Well, to me your attempt is as intuitive as it gets. Just a remark: you assumed that $m\neq n$ to conclude that $x$ can't be in the column space or left null space, which a priori is not given (at least, it wasn't stated in the question). But this is ok, since, if $m=n$ and $A$ has independent columns, $A$ would be an invertible square matrix, and $A^TAx=A^Tb\implies Ax=b$, but, since $b$ is assumed not to be in the column space of $A$, this case doesn't happen.

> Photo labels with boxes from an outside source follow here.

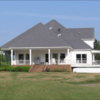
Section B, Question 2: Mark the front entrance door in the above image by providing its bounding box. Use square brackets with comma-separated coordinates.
[45, 54, 48, 63]
[19, 54, 24, 64]
[53, 53, 58, 64]
[34, 57, 40, 64]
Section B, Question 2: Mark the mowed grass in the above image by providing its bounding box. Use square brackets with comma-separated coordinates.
[0, 72, 100, 100]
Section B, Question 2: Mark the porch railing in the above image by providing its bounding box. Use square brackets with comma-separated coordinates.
[71, 60, 100, 65]
[16, 60, 30, 65]
[13, 60, 100, 65]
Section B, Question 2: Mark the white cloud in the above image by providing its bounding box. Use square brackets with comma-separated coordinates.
[6, 12, 100, 20]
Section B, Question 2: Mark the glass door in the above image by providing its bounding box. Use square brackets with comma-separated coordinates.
[53, 53, 58, 64]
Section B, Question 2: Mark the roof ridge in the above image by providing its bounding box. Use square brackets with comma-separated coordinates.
[1, 22, 44, 48]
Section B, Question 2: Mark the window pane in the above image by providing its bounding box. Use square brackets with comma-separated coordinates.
[60, 53, 65, 60]
[82, 54, 87, 59]
[26, 54, 29, 60]
[76, 54, 81, 59]
[19, 54, 24, 60]
[82, 54, 87, 63]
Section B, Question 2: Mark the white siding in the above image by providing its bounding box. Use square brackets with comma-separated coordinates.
[71, 51, 92, 65]
[83, 39, 94, 48]
[73, 68, 100, 73]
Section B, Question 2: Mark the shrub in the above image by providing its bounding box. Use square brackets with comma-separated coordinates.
[0, 67, 5, 71]
[14, 66, 30, 72]
[21, 66, 30, 72]
[14, 66, 22, 72]
[6, 66, 15, 71]
[47, 68, 70, 72]
[1, 62, 10, 67]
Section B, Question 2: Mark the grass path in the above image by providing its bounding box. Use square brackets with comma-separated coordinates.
[0, 72, 100, 100]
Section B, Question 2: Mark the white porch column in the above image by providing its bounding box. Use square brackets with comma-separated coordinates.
[29, 49, 32, 65]
[11, 50, 13, 65]
[48, 49, 50, 65]
[67, 49, 69, 64]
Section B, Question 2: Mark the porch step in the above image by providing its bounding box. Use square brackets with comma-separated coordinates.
[30, 65, 45, 72]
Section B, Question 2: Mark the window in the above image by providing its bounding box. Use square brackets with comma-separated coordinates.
[19, 54, 24, 60]
[45, 54, 48, 62]
[76, 54, 87, 63]
[60, 53, 65, 62]
[26, 54, 29, 60]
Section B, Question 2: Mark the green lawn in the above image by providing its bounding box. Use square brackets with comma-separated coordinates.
[0, 72, 100, 100]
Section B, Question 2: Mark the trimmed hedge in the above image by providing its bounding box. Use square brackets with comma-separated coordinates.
[14, 66, 30, 72]
[47, 68, 70, 72]
[0, 67, 5, 71]
[6, 66, 14, 71]
[0, 66, 30, 72]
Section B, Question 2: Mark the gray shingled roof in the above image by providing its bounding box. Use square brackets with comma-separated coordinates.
[1, 20, 94, 49]
[45, 20, 94, 49]
[1, 23, 70, 48]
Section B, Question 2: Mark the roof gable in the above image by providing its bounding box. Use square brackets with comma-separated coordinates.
[45, 20, 91, 49]
[2, 23, 70, 48]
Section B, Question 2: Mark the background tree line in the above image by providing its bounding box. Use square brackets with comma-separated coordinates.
[0, 39, 100, 61]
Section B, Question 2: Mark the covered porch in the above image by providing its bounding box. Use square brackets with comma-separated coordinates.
[11, 48, 71, 65]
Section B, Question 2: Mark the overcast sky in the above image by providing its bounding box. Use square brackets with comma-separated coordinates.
[0, 1, 100, 46]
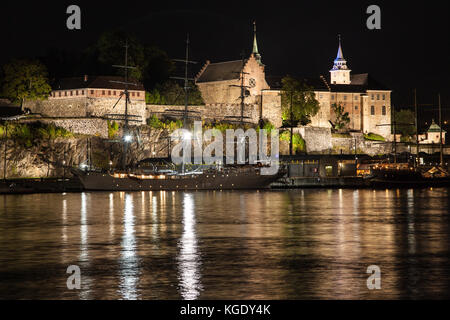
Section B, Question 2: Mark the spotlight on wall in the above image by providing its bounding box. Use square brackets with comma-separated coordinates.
[123, 134, 133, 142]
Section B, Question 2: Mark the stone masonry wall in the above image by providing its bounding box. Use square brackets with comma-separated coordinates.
[23, 97, 147, 123]
[146, 102, 281, 127]
[19, 118, 108, 138]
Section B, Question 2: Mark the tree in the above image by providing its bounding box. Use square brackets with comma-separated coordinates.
[281, 76, 320, 154]
[2, 59, 52, 106]
[331, 103, 350, 130]
[395, 109, 416, 138]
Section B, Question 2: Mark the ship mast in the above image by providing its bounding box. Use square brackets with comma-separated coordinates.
[438, 93, 444, 168]
[110, 39, 137, 170]
[170, 33, 197, 129]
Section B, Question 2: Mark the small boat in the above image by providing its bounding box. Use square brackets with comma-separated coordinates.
[368, 163, 450, 188]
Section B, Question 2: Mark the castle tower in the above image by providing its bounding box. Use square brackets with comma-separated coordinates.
[330, 35, 351, 84]
[252, 21, 262, 65]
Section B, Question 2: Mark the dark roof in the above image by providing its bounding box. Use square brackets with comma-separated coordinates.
[53, 76, 145, 91]
[266, 75, 283, 90]
[197, 60, 242, 83]
[306, 73, 389, 92]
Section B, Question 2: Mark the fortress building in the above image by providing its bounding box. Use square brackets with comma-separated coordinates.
[195, 24, 282, 127]
[24, 75, 147, 123]
[196, 28, 391, 139]
[307, 39, 392, 138]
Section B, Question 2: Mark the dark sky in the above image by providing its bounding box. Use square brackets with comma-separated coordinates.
[0, 0, 450, 120]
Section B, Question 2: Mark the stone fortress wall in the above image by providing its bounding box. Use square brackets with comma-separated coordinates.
[23, 97, 147, 124]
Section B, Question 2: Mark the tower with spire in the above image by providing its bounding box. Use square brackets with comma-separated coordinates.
[330, 35, 351, 84]
[252, 21, 262, 65]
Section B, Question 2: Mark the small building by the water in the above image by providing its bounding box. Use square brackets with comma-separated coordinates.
[419, 119, 447, 144]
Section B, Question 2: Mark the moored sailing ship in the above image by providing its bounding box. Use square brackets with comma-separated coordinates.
[369, 163, 450, 187]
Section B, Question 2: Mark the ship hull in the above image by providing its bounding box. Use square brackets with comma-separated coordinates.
[370, 169, 450, 188]
[75, 170, 281, 191]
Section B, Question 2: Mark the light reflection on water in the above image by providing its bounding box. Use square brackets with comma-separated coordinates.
[0, 189, 450, 299]
[178, 193, 202, 300]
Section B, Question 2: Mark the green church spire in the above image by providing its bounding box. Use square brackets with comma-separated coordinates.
[252, 21, 262, 65]
[253, 21, 259, 54]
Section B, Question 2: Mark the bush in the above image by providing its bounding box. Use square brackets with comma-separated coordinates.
[364, 132, 386, 141]
[0, 122, 73, 148]
[147, 115, 183, 131]
[280, 130, 306, 153]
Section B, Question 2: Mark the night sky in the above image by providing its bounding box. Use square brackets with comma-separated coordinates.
[0, 0, 450, 120]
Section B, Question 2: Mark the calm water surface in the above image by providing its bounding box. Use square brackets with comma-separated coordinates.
[0, 189, 450, 299]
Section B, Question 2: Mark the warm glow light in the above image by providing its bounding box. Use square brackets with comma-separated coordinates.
[123, 134, 133, 142]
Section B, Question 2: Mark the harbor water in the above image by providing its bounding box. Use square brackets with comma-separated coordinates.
[0, 188, 450, 299]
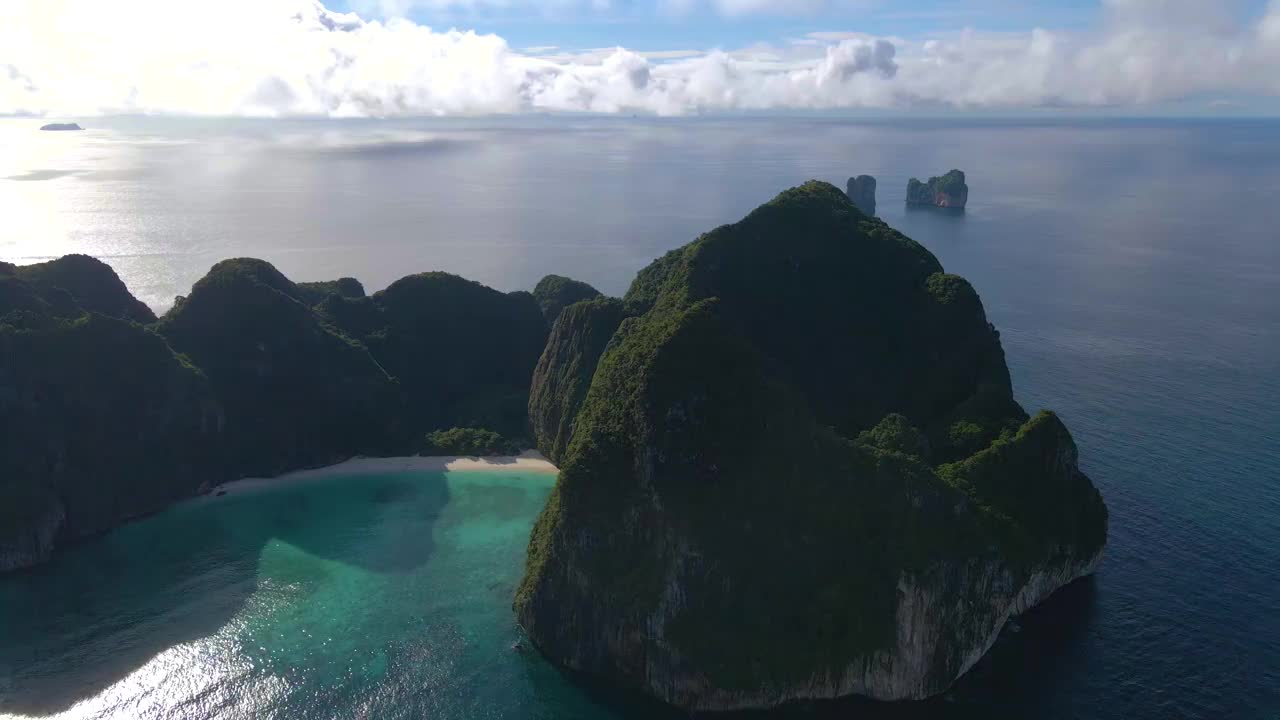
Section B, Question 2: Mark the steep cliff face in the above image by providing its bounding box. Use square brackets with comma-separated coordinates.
[0, 268, 224, 570]
[534, 275, 600, 325]
[13, 255, 156, 319]
[529, 297, 623, 462]
[906, 170, 969, 209]
[845, 176, 876, 217]
[156, 259, 403, 477]
[515, 183, 1106, 710]
[0, 255, 555, 571]
[317, 273, 547, 438]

Maybe what you're asking for is a more explicit explanation? If so, Let $A=\begin{bmatrix}L_1 \\ \vdots\\ L_m\end{bmatrix}$, where $L_i$ is the $i$-th line, a $1\times n$ vector. If $b=\begin{bmatrix} b_1 \\ \vdots\\ b_m\end{bmatrix}$, we have that
\begin{align*} A^TAx=A^Tb&\implies \begin{bmatrix} L_1 & \cdots & L_m\end{bmatrix}\begin{bmatrix}L_1 \\ \vdots\\ L_m\end{bmatrix}\textbf{x}=\begin{bmatrix} L_1 & \cdots & L_m\end{bmatrix}\begin{bmatrix} b_1 \\ \vdots\\ b_m\end{bmatrix}\\ &\implies(L_1\cdot L_1+\dots+L_n\cdot L_n)\textbf{x}=b_1L_1+\dots+b_mL_m\\ &\implies\textbf{x}=\dfrac{1}{L_1\cdot L_1+\dots+L_n\cdot L_n}(b_1L_1+\dots+b_mL_m) \end{align*}
So $\textbf{x}$ is indeed in the row space of $A$ (notice that the denominator of the fraction is clearly non-zero).